You can see running versions of the Levenshtein distance and my String similarity pseudo-metric running on the Ramda REPL. (I'm using Ramda here only for the sorting; we can remove it easily enough.) The Levenshtein code is pulled randomly from the web. The string similarity code is my own. It's written in modern JS and would need to be refactored to work in ES5; that shouldn't be a big deal.
You can comment/uncomment the various search strings in the two versions, or edit to add your own. I limited the output to the top 50, which you can change in the last lines. We could easily change to limit to a certain metric threshold.
I'm not sure if this offers anything helpful here, but it seems to be related.
likewise, i don't know if this will be helpful, but i've done pretty extensive comparisons of many fuzzy and fulltext search libs in the process of writing https://github.com/leeoniya/uFuzzy
Hi @leeoniya thank you, uFuzzy looks very useful, and glad to see that it is a success. It is small enough that we might consider including it in the TiddlyWiki core (the other alternative is to integrate it via a plugin).
A key criteria for inclusion of a feature in the core is "universality", which roughly means that a plausible case can be made that that feature is beneficial to all users of TiddlyWiki (regardless of language, culture, etc.). An opposing criterion is the desire not to make the core too complex, of course.
In the case of uFuzzy, that leads to a question: I'd be very interested to understand better is whether including it would be useful for, say, our Chinese speaking users? I'll tag @linonetwo and @oeyoews @BramChen @oflg who I think are our most active Chinese speaking contributors. If uFuzzy has the potential to be useful to Chinese speakers then I'd very much like to explore integrating it in the core.
uFuzzy uses regular expressions for search and matching, so it theoretically supports all languages. I did a small test and it seems good. It seems that it can be used in tw.
Hi @leeoniya thank you, uFuzzy looks very useful, and glad to see that it is a success. It is small enough that we might consider including it in the TiddlyWiki core (the other alternative is to integrate it via a plugin).
I think we do not need a new library, that is language dependent by default.
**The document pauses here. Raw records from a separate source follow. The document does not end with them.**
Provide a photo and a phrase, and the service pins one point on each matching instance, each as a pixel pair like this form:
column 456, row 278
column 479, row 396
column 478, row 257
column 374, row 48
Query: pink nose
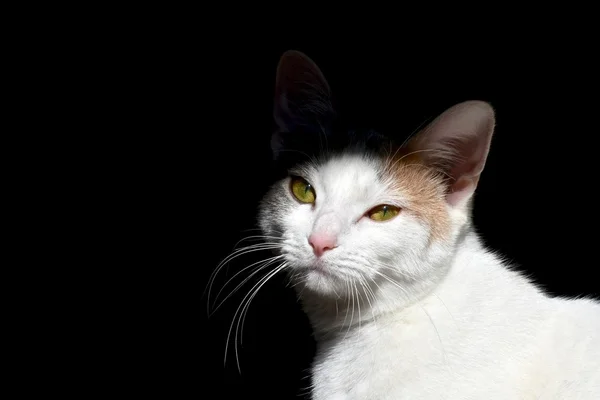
column 321, row 242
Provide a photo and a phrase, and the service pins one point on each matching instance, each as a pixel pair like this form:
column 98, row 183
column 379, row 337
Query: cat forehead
column 349, row 169
column 348, row 177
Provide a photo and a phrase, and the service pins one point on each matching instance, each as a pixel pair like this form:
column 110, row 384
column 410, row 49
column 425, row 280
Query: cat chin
column 321, row 281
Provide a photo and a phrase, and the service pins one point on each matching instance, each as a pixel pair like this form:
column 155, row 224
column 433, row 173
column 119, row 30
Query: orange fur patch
column 424, row 188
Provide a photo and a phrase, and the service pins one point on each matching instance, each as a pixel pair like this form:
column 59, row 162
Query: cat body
column 404, row 300
column 483, row 333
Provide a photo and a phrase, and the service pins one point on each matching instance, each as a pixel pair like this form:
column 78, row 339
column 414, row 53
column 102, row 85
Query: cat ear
column 457, row 143
column 302, row 98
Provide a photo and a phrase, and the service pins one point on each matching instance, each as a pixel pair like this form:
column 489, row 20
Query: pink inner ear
column 457, row 143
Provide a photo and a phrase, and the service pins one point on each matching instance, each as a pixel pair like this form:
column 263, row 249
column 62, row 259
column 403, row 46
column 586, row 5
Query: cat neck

I think the existing diff-match-patch library already allows us to implement a fuzzy search as mentioned here at GH.
GH issue from @yaisog
I think it should be possible to use the match-demo code to implement a fuzzy search. @yaisog mentioned the "fuzzy location" parameter. But it is optional so setting it to 0 for our title search should be perfectly fine.
The only parameter that needs to be adjusted on a "per wiki / per language" basis may be the "match threshold", since it may depend on the language used in the wiki.
Also see
If there is a standard usage in the core to handle fuzzy search, I can patch it to support Chinese fuzzy search.
I already have a version in https://github.com/tiddly-gittly/tiddlywiki-plugins/tree/master/src/pinyin-fuzzy-search that addes pinyinfuse
filter operator. Just don't have a way to apply to standard search in tw. It currently only being used in my command palette plugin.
As the title says: "The core search result list should return relevant info for basic search terms - early"
What are basic search terms for new users.
tiddler, wiki, tiddlywiki, filter, widget, macro, list, theme, procedure, template, tab, json, data, plugin, save, import, image, edition, link, field, tag, wikitext, ...
The following screenshots show 45 results for every basic term mentioned above.
[!is[system]search:title<userInput>] :sort:integer[levenshtein<userInput>] :and[limit[250]]
You can decide for yourself, what makes more sense.